Mas, pouco a pouco, passo a passo, quase imperceptivelmente, graças à tenacidade das duas fisioterapeutas a quem coube a árdua tarefa de fazer com que eu me mexesse -- quando tudo o que queria fazer era ficar parada --, as coisas foram melhorando. Um dia, larguei o andador.

Depois, larguei também uma das muletas; logo, a outra. Simples no papel, essa progressão foi complicada na vida real. Um dia, ainda na fase das duas muletas, me julguei uma vencedora por conseguir chegar sozinha até a geladeira. Abri a porta, vi uma sopinha apetitosa pronta para ser aquecida... e fiquei nisso, porque quem usa duas muletas não tem mão sobrando para pegar travessa na geladeira.

Pouco tempo depois, quase quebrei o mindinho da perna boa dando topada na sua própria muleta -- e nem ao menos pude sair pulando na outra perna, como se faz em caso de topada desde que o primeiro hominídeo topou com a primeira pedra.

Ao longo do processo, aprendi que, quando a gente se quebra a ponto de ter que reaprender os mínimos movimentos, deixam de existir mínimos movimentos. Todos os movimentos, sem exceção, passam a ser vastos, surpreendentes. De modo que, em troca de muita dor, algumas cicatrizes e umas tantas placas e parafusos, ganhei a consciência do milagre da locomoção.

Não foi uma troca exatamente vantajosa, mas era o que tínhamos. Aprendi ainda que o que acontece aos ossos afeta a alma. Não recomendo o sofrimento físico como terapia de autoconhecimento, ainda que reconheça suas virtudes didáticas. Através dele, mudei a minha percepção do tempo, redefini prioridades, descobri as fronteiras dos meus nervos e tendões.
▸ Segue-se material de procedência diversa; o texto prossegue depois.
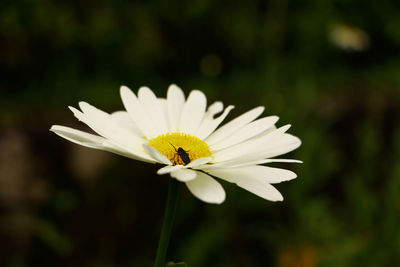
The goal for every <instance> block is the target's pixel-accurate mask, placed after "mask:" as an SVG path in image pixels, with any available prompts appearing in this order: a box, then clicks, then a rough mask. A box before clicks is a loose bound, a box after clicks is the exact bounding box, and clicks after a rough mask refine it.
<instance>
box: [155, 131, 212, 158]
mask: <svg viewBox="0 0 400 267" xmlns="http://www.w3.org/2000/svg"><path fill="white" fill-rule="evenodd" d="M149 146H152V147H154V148H155V149H157V150H158V152H160V153H161V154H163V155H164V156H166V157H167V158H168V159H169V160H170V161H171V162H172V164H174V165H186V164H187V163H188V162H187V158H186V156H188V159H189V160H190V161H189V162H192V161H193V160H196V159H199V158H205V157H211V155H212V154H211V152H210V149H209V147H208V145H207V143H206V142H204V141H202V140H200V139H199V138H197V137H195V136H191V135H190V134H184V133H167V134H163V135H159V136H157V137H156V138H153V139H150V141H149ZM185 161H186V162H185Z"/></svg>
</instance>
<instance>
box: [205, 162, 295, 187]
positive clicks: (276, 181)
mask: <svg viewBox="0 0 400 267" xmlns="http://www.w3.org/2000/svg"><path fill="white" fill-rule="evenodd" d="M207 172H208V173H210V174H212V175H215V176H217V177H235V178H233V179H234V180H235V181H243V180H249V179H250V180H260V181H263V182H265V183H269V184H276V183H280V182H283V181H289V180H292V179H294V178H296V177H297V175H296V174H295V173H294V172H292V171H289V170H285V169H280V168H272V167H267V166H258V165H253V166H246V167H237V168H229V169H215V170H208V171H207Z"/></svg>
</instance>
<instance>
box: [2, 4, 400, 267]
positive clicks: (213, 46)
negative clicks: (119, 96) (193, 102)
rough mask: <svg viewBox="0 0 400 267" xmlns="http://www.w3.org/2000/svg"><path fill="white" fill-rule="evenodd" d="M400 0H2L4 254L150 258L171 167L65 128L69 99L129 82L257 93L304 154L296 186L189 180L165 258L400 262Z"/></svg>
mask: <svg viewBox="0 0 400 267" xmlns="http://www.w3.org/2000/svg"><path fill="white" fill-rule="evenodd" d="M399 48H400V2H399V1H397V0H369V1H361V0H335V1H321V0H308V1H288V0H268V1H261V0H260V1H256V0H250V1H211V0H194V1H135V2H128V1H120V0H116V1H110V2H107V1H101V0H100V1H66V0H63V1H50V0H18V1H11V0H4V1H2V2H1V3H0V73H1V79H0V266H7V267H24V266H140V267H141V266H151V265H152V262H153V258H154V256H155V251H156V247H157V242H158V237H159V233H160V229H161V220H162V216H163V212H164V204H165V199H166V193H167V181H168V176H158V175H157V174H156V166H153V165H150V164H145V163H141V162H137V161H133V160H129V159H126V158H122V157H119V156H115V155H113V154H109V153H106V152H101V151H95V150H90V149H87V148H83V147H80V146H77V145H74V144H72V143H69V142H67V141H66V140H63V139H61V138H59V137H57V136H56V135H54V134H53V133H50V132H49V131H48V129H49V128H50V126H51V125H52V124H62V125H68V126H71V127H75V128H80V129H86V128H85V127H84V126H83V125H82V124H80V123H79V122H77V120H76V119H75V118H74V117H73V115H72V114H71V112H70V111H69V110H68V109H67V106H68V105H73V106H77V103H78V101H80V100H85V101H88V102H89V103H91V104H93V105H95V106H96V107H98V108H101V109H103V110H106V111H108V112H111V111H114V110H118V109H122V103H121V101H120V99H119V86H120V85H122V84H125V85H127V86H129V87H131V88H132V89H133V90H134V91H136V90H137V89H138V88H139V87H140V86H143V85H146V86H149V87H150V88H152V89H153V90H154V91H155V92H156V93H157V95H159V96H165V94H166V89H167V87H168V85H169V84H171V83H176V84H177V85H178V86H180V87H181V88H183V89H184V90H185V93H186V94H188V93H189V91H190V90H191V89H194V88H197V89H201V90H202V91H203V92H205V93H206V95H207V97H208V101H209V102H210V103H211V102H214V101H216V100H222V101H223V102H224V103H225V104H226V105H227V104H234V105H235V106H236V109H235V110H234V111H233V112H232V114H231V115H230V116H229V117H228V120H230V119H232V118H234V117H235V116H237V115H239V114H241V113H242V112H244V111H246V110H248V109H250V108H252V107H254V106H258V105H264V106H266V112H265V113H264V115H272V114H276V115H278V116H280V118H281V119H280V121H279V122H278V126H282V125H284V124H287V123H291V124H292V125H293V126H292V129H291V130H290V132H291V133H293V134H295V135H297V136H299V137H300V138H301V139H302V141H303V145H302V146H301V147H300V148H299V149H298V150H296V151H294V152H292V153H290V154H289V155H287V157H289V158H296V159H300V160H303V161H304V164H298V165H294V164H292V165H284V164H281V165H278V164H275V165H273V166H278V167H284V168H289V169H291V170H294V171H295V172H296V173H297V174H298V176H299V178H298V179H296V180H294V181H291V182H287V183H283V184H280V185H278V186H277V187H278V189H279V190H280V191H281V192H282V194H283V195H284V197H285V201H284V202H282V203H272V202H268V201H265V200H263V199H260V198H258V197H256V196H254V195H252V194H250V193H248V192H246V191H244V190H242V189H240V188H238V187H236V186H234V185H232V184H228V183H224V182H222V183H223V185H224V187H225V189H226V191H227V199H226V201H225V202H224V203H223V204H222V205H209V204H205V203H202V202H200V201H198V200H197V199H195V198H194V197H193V196H192V195H191V194H190V193H189V192H188V190H187V189H186V188H184V186H182V187H181V196H180V202H179V206H178V210H177V211H178V212H177V216H176V221H175V224H174V231H173V236H172V239H171V246H170V250H169V254H168V255H169V256H168V259H170V260H174V261H181V260H184V261H186V262H187V263H188V264H189V266H192V267H196V266H211V267H213V266H217V267H226V266H234V267H236V266H250V267H251V266H280V267H303V266H304V267H311V266H327V267H328V266H400V220H399V219H400V179H399V175H400V164H399V158H400V120H399V119H400V53H399V51H400V50H399Z"/></svg>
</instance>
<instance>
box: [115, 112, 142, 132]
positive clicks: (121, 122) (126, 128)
mask: <svg viewBox="0 0 400 267" xmlns="http://www.w3.org/2000/svg"><path fill="white" fill-rule="evenodd" d="M110 115H111V119H112V120H113V121H115V122H117V123H118V124H119V125H120V126H121V127H124V128H125V129H127V130H128V131H129V132H131V133H132V134H133V135H136V136H137V137H142V136H143V134H142V132H141V131H140V129H139V128H138V127H137V125H136V124H135V122H134V121H133V120H132V119H131V117H130V116H129V114H128V112H126V111H115V112H113V113H111V114H110Z"/></svg>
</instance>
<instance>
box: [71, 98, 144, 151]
mask: <svg viewBox="0 0 400 267" xmlns="http://www.w3.org/2000/svg"><path fill="white" fill-rule="evenodd" d="M79 106H80V108H81V109H82V111H83V113H82V112H80V111H79V110H77V109H75V108H73V107H70V109H71V110H72V112H73V113H74V115H75V117H77V118H78V119H79V120H80V121H82V122H84V123H86V124H87V125H88V126H89V127H90V128H92V129H93V130H94V131H95V132H97V133H98V134H100V135H102V136H104V137H106V138H107V139H108V140H109V141H110V142H113V143H115V144H116V145H118V146H120V147H121V148H123V149H125V150H128V151H133V152H135V153H136V152H137V153H143V149H142V147H141V146H142V144H143V139H141V138H139V137H137V136H136V135H133V134H131V133H130V132H129V131H127V130H126V129H124V128H123V127H120V126H119V125H118V123H116V122H115V121H113V120H112V119H111V116H110V114H108V113H106V112H104V111H101V110H99V109H97V108H95V107H93V106H91V105H89V104H88V103H86V102H79Z"/></svg>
Hoje, passados sete anos, ainda presto atenção aos meus passos. Ainda tenho dificuldade para subir e descer escadas, e não consigo andar mais de dois ou três quilômetros sem que o joelho proteste raivosamente, mas o mundo é vasto e variado, e ainda tenho muita coisa para ver antes de me dar por vencida.

Muralhas de castelo, torres de igreja, mosteiros encarapitados montanhas, mirantes – me aguardem, que já estou indo!